David L. Bibb, former assistant district attorney in Manhattan, decided in 2005 that two convicted murderers who had moved for a rehearing were innocent. Bibb tried and failed to convince his supervisor who told him he had to oppose the motion. Bibb could have refused or quit. 

            But David L. Bibb did not select one of those options because he needed his job, and did not want two men incarcerated for extra time because of the decision he took. Claiming that it was his duty to seek justice and that his client was the people of New York, Mr. Bibb presented such a weak opposition and provided so much help to the defense that the convictions were thrown out.

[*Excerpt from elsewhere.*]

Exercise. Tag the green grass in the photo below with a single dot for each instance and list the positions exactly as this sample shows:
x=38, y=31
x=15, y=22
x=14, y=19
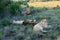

            Today, a New York State ethics panel exonerated Bibb in finding that no basis exists for the imposition of discipline.

            According to the Va. Rules of Professional Conduct, Preamble, ¶2, "As advocate, a lawyer zealously asserts the client’s position under the rules of the adversary system."  Id. Rule 1.3 cmt. [1], "A lawyer should act with commitment and dedication to the interests of the client and with zeal in advocacy upon the client’s behalf."  If Bibb had been working as an Assistant Commonwealth Attorney in Virginia and did not feel that he could follow the direct order of a supervisor, I believe he would have had an ethical duty to decline it or resign.

            This moral conflict between following instructions and obeying your conscience is like the “Saturday Night Massacre” of 1973: President Richard M. Nixon fired Elliot L. Richardson and William D. Ruckelshaus for refusing to sack special Watergate prosecutor Archibald M. Cox.  Richardson and Ruckelshaus believed that Nixon terminating Cox to prevent him from subpoenaing White House tapes was ethically wrong, and they refused to participate.

            Prosecutor Bibb, on the other hand, was secretly insubordinate for the selfish purpose of retaining his job.